For more info on containers , LXC and Docker see – https://blog.scottlowe.org/2013/11/25/a-brief-introduction-to-linux-containers-with-lxc/, https://www.docker.com/what-container#/virtual_machines http://searchservervirtualization.techtarget.com/definition/container-based-virtualization-operating-system-level-virtualization

That brings us to container orchestration engines. While the CLI meets the needs of managing one container on one host, it falls short when it comes to managing multiple containers deployed on multiple hosts. To go beyond the management of individual containers, we must turn to orchestration tools. Orchestration tools extend lifecycle management capabilities to complex, multi-container workloads deployed on a cluster of machines.

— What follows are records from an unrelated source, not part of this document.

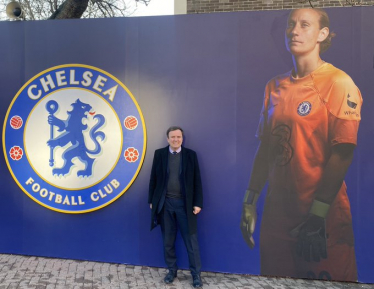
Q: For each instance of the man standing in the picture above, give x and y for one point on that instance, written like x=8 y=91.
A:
x=175 y=198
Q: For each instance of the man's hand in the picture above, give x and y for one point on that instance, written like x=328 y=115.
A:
x=196 y=210
x=311 y=239
x=248 y=223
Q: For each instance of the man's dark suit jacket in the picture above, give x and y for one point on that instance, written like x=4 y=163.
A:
x=190 y=182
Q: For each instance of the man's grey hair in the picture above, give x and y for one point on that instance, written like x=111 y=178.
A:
x=172 y=128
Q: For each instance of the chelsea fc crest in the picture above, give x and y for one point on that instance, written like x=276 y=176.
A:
x=74 y=138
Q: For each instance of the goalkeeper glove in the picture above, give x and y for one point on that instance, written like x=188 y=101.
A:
x=311 y=234
x=249 y=216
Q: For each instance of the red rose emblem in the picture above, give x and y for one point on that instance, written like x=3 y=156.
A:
x=16 y=153
x=16 y=122
x=131 y=155
x=131 y=122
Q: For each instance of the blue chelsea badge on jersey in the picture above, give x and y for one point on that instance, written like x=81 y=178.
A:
x=74 y=138
x=304 y=108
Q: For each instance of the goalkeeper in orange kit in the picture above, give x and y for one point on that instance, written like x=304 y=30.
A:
x=308 y=132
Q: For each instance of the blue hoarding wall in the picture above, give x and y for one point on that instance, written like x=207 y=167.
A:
x=206 y=73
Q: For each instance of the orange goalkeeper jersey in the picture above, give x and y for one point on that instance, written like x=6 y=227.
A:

Some of the well known orchestration engines include:

Kubernetes.  Almost a standard nowdays , originally developed at Google. Kubernetes’ architecture is based on a master server with multiple minions. The command line tool, called kubecfg, connects to the API endpoint of the master to manage and orchestrate the minions.  The service definition, along with the rules and constraints, is described in a JSON file. For service discovery, Kubernetes provides a stable IP address and DNS name that corresponds to a dynamic set of pods. When a container running in a Kubernetes pod connects to this address, the connection is forwarded by a local agent (called the kube-proxy) running on the source machine to one of the corresponding backend containers.Kubernetes supports user-implemented application health checks. These checks are performed by the kubelet running on each minion to ensure that the application is operating correctly.

kub

For more see – https://kubernetes.io/docs/concepts/overview/what-is-kubernetes/#kubernetes-is

Apache Mesos. This is an open source cluster manager that simplifies the complexity of running tasks on a shared pool of servers. A typical Mesos cluster consists of one or more servers running the mesos-master and a cluster of servers running the mesos-slave component. Each slave is registered with the master to offer resources. The master interacts with deployed frameworks to delegate tasks to slaves. Unlike other tools, Mesos ensures high availability of the master nodes using Apache ZooKeeper, which replicates the masters to form a quorum. A high availability deployment requires at least three master nodes. All nodes in the system, including masters and slaves, communicate with ZooKeeper to determine which master is the current leading master. The leader performs health checks on all the slaves and proactively deactivates any that fail.

 

Over the next couple of posts I will create containers running SQL Server and other data stores, both RDBMS and NoSQL, deploy these on the cloud and finally attempt to orchestrate these hopefully as well.  So lets move off theory and pictures into world of parctical data engine deployments.

Hope you will find this detour interesting.